Another urgent task facing us is to rescue a large number of sufferers. One month after the disaster, the victims are getting to be encouraged by a nationwide relief effort by neighboring local governments, citizens and volunteers. But the time-consuming work of rehabilitation cannot be achieved only with goodwill of the people. The government should take drastic measures to relieve them. The tax cut in 2 trillion yen for big businesses and super riches, the 180 billion yen used as “considerate budget” and other wasteful money used for more than 135 US bases and facilities in Japan, and other expenditures for redundant public works and for a free expressway system should all be cancelled and the saved money be used for the relief of sufferers. The government should press for 2 trillion-yen internal reserves of TEPCO and a total of 244 trillion-yen internal reserves of Japan’s big enterprises to be used for the rehabilitation. So far, political parties in Japan, except the Communist Party, have kept silent about touching these “sanctuaries”.

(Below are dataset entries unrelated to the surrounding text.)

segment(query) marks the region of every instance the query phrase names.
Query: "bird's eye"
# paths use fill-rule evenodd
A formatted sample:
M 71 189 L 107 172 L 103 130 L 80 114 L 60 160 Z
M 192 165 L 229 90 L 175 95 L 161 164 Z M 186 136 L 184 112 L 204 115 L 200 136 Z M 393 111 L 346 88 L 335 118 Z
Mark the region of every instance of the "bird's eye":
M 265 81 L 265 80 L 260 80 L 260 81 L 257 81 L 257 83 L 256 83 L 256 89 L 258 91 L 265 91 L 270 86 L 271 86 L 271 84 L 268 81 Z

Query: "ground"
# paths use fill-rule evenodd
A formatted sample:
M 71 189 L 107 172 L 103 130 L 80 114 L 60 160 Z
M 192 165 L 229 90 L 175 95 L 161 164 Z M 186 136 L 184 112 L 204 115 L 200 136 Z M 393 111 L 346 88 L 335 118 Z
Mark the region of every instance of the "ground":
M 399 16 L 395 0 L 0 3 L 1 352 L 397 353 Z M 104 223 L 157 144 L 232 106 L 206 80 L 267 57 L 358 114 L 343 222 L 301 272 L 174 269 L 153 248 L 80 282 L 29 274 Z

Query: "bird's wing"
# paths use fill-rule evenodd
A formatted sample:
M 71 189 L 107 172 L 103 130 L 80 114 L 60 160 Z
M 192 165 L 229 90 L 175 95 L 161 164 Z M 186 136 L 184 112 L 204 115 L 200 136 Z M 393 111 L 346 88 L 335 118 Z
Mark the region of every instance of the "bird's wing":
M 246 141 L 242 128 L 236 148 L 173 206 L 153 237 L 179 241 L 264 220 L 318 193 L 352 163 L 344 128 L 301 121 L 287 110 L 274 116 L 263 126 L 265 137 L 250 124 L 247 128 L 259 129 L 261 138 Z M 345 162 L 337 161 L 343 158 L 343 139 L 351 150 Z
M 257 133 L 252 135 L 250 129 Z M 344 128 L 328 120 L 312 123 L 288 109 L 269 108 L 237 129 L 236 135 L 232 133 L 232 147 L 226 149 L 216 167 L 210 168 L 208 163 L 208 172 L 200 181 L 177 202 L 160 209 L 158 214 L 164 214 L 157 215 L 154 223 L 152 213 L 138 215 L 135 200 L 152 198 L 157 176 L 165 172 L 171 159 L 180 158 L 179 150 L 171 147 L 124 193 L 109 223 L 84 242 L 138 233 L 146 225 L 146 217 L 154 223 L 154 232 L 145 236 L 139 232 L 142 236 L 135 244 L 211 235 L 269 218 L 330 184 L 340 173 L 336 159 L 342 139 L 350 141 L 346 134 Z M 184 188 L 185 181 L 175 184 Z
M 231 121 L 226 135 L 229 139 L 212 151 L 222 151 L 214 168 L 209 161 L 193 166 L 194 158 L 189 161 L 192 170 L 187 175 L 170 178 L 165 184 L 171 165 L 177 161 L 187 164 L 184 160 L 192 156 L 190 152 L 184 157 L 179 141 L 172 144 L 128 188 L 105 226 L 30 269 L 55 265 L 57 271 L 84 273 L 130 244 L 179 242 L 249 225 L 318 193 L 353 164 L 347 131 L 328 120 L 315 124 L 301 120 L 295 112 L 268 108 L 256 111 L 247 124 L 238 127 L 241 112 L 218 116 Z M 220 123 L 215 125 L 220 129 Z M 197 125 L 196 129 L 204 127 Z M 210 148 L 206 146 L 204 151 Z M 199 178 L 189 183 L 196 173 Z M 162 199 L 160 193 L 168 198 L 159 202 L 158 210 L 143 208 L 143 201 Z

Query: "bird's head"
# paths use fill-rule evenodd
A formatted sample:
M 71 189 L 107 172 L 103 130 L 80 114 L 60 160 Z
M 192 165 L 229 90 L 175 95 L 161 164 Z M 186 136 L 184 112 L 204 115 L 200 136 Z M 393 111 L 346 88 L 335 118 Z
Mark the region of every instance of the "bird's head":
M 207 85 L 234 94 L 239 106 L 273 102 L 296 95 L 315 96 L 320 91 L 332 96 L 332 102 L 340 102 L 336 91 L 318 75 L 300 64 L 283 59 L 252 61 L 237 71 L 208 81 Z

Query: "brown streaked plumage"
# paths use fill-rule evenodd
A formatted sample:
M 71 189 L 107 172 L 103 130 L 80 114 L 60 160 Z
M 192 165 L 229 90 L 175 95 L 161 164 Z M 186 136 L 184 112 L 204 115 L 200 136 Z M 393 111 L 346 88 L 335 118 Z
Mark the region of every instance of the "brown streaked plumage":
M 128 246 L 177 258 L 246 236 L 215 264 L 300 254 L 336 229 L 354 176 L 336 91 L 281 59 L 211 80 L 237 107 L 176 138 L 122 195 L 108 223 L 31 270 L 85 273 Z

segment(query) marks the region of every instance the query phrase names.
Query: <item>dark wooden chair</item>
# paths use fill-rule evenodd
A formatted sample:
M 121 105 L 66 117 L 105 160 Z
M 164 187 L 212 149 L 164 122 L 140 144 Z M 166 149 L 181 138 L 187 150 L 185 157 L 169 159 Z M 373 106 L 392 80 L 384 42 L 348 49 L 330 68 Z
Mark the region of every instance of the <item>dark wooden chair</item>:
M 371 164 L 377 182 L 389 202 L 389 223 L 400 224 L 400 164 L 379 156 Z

Finally, although the gravity of disaster is not easily measured by a simple comparison, we can see that the toll of Hiroshima and Nagasaki atomic bombings was even far more than the number of the victims by the recent disaster. In these two cities alone, 210,000 people died by the end of 1945, and even after that, the A-bomb damage has continued till today to take the lives of those who survived. Those killed by the two atomic bombs are countless.

Nuclear Arms – Worst Misuse of Nuclear Energy

The worst of the worst misuses of the nuclear energy is to build nuclear weapons. It will soon be 66 years from the atomic bombings of Hiroshima and Nagasaki. In these years, increasing of people’s awareness about what actually happened under the mushroom cloud has contributed to building up a world opinion in favor of elimination of nuclear weapons.

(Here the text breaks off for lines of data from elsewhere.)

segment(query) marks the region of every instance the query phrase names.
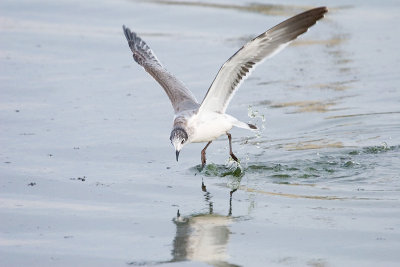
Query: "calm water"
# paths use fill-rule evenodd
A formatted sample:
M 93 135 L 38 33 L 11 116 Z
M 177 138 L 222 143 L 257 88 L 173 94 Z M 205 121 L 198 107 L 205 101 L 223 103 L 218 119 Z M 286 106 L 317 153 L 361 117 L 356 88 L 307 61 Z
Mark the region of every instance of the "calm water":
M 257 67 L 228 113 L 169 142 L 173 111 L 122 24 L 202 99 L 247 40 L 329 13 Z M 1 266 L 398 266 L 398 1 L 2 1 Z

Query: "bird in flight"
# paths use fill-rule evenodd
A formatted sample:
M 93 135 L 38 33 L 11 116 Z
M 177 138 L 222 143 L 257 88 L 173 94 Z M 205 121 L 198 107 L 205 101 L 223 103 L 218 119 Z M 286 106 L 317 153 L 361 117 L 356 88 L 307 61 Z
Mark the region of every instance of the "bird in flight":
M 133 52 L 133 59 L 163 87 L 172 103 L 175 116 L 170 140 L 175 148 L 176 160 L 178 161 L 179 152 L 186 144 L 207 142 L 201 151 L 201 163 L 204 167 L 207 147 L 213 140 L 226 134 L 229 154 L 238 162 L 232 152 L 229 131 L 233 126 L 249 130 L 257 127 L 225 113 L 234 93 L 258 63 L 274 56 L 305 33 L 327 11 L 326 7 L 310 9 L 249 41 L 222 65 L 201 103 L 180 80 L 163 67 L 150 47 L 135 32 L 125 25 L 122 26 Z

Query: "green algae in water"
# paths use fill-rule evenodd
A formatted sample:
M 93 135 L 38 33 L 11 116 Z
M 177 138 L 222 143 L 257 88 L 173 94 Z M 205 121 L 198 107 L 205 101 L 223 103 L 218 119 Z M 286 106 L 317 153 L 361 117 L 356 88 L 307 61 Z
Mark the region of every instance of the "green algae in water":
M 356 165 L 356 163 L 355 163 L 354 161 L 349 160 L 349 161 L 346 161 L 346 162 L 343 164 L 343 167 L 349 168 L 349 167 L 353 167 L 353 166 L 355 166 L 355 165 Z
M 233 166 L 219 165 L 219 164 L 207 164 L 202 168 L 201 165 L 195 167 L 198 172 L 208 177 L 226 177 L 232 176 L 236 178 L 242 178 L 245 174 L 244 170 L 238 164 Z
M 308 172 L 316 172 L 316 171 L 318 171 L 316 168 L 314 168 L 314 167 L 307 167 L 306 169 L 305 169 L 305 171 L 308 171 Z
M 233 176 L 233 177 L 243 177 L 244 172 L 240 167 L 233 168 L 233 170 L 222 173 L 222 177 Z
M 328 172 L 328 173 L 334 173 L 335 170 L 333 169 L 328 169 L 328 168 L 323 168 L 324 171 Z
M 272 171 L 274 167 L 266 166 L 266 165 L 250 165 L 247 167 L 250 171 Z
M 290 184 L 289 182 L 282 182 L 282 181 L 279 181 L 279 182 L 274 182 L 275 184 Z
M 400 146 L 370 146 L 353 150 L 342 150 L 335 154 L 322 154 L 314 158 L 298 159 L 290 162 L 272 163 L 256 162 L 240 166 L 207 164 L 204 169 L 196 166 L 197 172 L 208 177 L 234 177 L 241 179 L 245 175 L 257 179 L 271 180 L 272 182 L 296 182 L 296 179 L 310 181 L 326 179 L 343 179 L 357 176 L 373 165 L 365 163 L 365 155 L 379 155 L 388 151 L 396 151 Z
M 291 176 L 289 174 L 273 174 L 271 175 L 273 178 L 280 178 L 280 179 L 287 179 L 290 178 Z
M 320 176 L 317 174 L 308 174 L 308 173 L 304 173 L 304 174 L 298 176 L 298 178 L 302 178 L 302 179 L 316 178 L 316 177 L 320 177 Z
M 360 152 L 360 151 L 357 151 L 357 150 L 353 150 L 353 151 L 350 151 L 350 152 L 349 152 L 349 155 L 352 155 L 352 156 L 360 155 L 360 154 L 361 154 L 361 152 Z
M 364 147 L 360 150 L 353 150 L 350 151 L 348 154 L 351 156 L 357 156 L 361 154 L 379 154 L 379 153 L 384 153 L 388 151 L 395 151 L 398 150 L 400 146 L 388 146 L 386 143 L 384 143 L 381 146 L 368 146 Z
M 394 147 L 388 147 L 386 144 L 382 146 L 370 146 L 370 147 L 365 147 L 363 149 L 363 152 L 366 154 L 378 154 L 382 152 L 387 152 L 389 150 L 394 149 Z

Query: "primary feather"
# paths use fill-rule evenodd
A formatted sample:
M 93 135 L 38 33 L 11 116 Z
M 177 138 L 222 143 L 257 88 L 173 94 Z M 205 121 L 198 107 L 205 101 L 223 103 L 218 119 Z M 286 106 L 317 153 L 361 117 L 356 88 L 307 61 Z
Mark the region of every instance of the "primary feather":
M 303 12 L 276 25 L 244 45 L 220 68 L 200 105 L 199 113 L 225 113 L 234 93 L 254 67 L 274 56 L 299 35 L 305 33 L 308 28 L 323 18 L 326 12 L 326 7 Z
M 198 108 L 199 104 L 192 92 L 161 65 L 150 47 L 125 25 L 122 28 L 132 50 L 133 59 L 164 88 L 175 114 L 183 110 Z

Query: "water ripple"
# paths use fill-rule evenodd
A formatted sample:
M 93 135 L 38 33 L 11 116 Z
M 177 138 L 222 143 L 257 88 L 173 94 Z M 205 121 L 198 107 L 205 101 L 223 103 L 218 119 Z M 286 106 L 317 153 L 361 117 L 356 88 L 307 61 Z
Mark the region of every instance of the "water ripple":
M 400 146 L 368 146 L 358 149 L 341 149 L 326 153 L 314 153 L 309 158 L 286 162 L 248 162 L 246 164 L 207 164 L 191 168 L 195 174 L 206 177 L 243 176 L 266 179 L 273 183 L 316 183 L 318 181 L 360 181 L 372 178 L 368 173 L 379 167 L 379 155 L 399 152 Z M 372 157 L 371 157 L 372 156 Z

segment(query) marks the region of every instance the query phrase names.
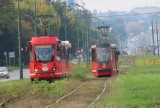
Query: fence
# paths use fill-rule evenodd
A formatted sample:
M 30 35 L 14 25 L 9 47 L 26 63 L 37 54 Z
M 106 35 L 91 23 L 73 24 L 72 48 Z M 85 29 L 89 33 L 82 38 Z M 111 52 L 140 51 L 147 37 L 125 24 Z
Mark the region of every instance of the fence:
M 150 66 L 150 65 L 160 65 L 160 59 L 134 59 L 134 66 Z

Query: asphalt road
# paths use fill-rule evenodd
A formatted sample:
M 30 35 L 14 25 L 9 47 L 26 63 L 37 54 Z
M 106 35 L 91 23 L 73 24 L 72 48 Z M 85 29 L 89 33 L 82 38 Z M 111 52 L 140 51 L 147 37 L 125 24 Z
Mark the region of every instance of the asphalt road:
M 23 69 L 23 78 L 29 78 L 29 69 Z M 20 72 L 19 70 L 14 70 L 9 72 L 9 78 L 0 78 L 0 82 L 6 82 L 10 80 L 17 80 L 20 79 Z

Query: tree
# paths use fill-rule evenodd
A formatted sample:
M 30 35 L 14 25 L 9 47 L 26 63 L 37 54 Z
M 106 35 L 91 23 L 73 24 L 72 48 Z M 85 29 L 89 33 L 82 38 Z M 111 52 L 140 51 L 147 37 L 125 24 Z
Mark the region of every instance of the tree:
M 13 28 L 16 18 L 14 3 L 12 0 L 0 1 L 0 36 L 4 34 L 4 29 Z
M 126 32 L 134 33 L 134 34 L 140 34 L 144 30 L 143 26 L 137 22 L 129 22 L 126 24 Z
M 0 1 L 0 65 L 4 65 L 4 51 L 16 49 L 16 37 L 14 32 L 16 13 L 13 0 Z

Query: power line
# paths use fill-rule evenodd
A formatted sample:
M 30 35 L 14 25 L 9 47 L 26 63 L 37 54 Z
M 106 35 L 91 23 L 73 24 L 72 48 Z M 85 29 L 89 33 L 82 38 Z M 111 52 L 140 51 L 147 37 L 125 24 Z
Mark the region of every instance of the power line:
M 147 14 L 160 14 L 160 11 L 159 12 L 148 12 L 148 13 L 141 13 L 141 14 L 123 14 L 123 15 L 106 15 L 106 16 L 80 16 L 80 17 L 70 17 L 70 18 L 95 18 L 97 17 L 98 18 L 102 18 L 102 17 L 117 17 L 117 16 L 139 16 L 139 15 L 147 15 Z M 98 19 L 98 20 L 101 20 L 101 19 Z
M 99 2 L 99 1 L 102 1 L 102 0 L 93 0 L 93 1 L 88 1 L 86 3 L 88 4 L 88 3 L 94 3 L 94 2 Z
M 147 14 L 160 14 L 160 11 L 159 12 L 140 13 L 140 14 L 106 15 L 106 16 L 97 16 L 97 17 L 138 16 L 138 15 L 147 15 Z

The disaster that hit the eastern part of Japan also teaches us a new lesson: The high level of abilities and resources the humans have acquired should not be used for wars, armament, or unlimited speculations and wastes. Instead, they should be used for the realization of a peaceful and just world through eradicating hunger and poverty, overcoming diseases and disasters, improving welfare and education and settling disputes and confrontations. A total ban on nuclear weapons remains an urgent and crucial task for this. It is the task humans can work in solidarity for their survival.

Committed to this task, we call on you to support and participate in the 2011 World Conference against A and H Bombs to be planned in Hiroshima and Nagasaki on August 3-9. We are resolved to do utmost effort to develop solidarity among the grass-root movements of the peoples of the world for achieving a peaceful and just world without nuclear weapons.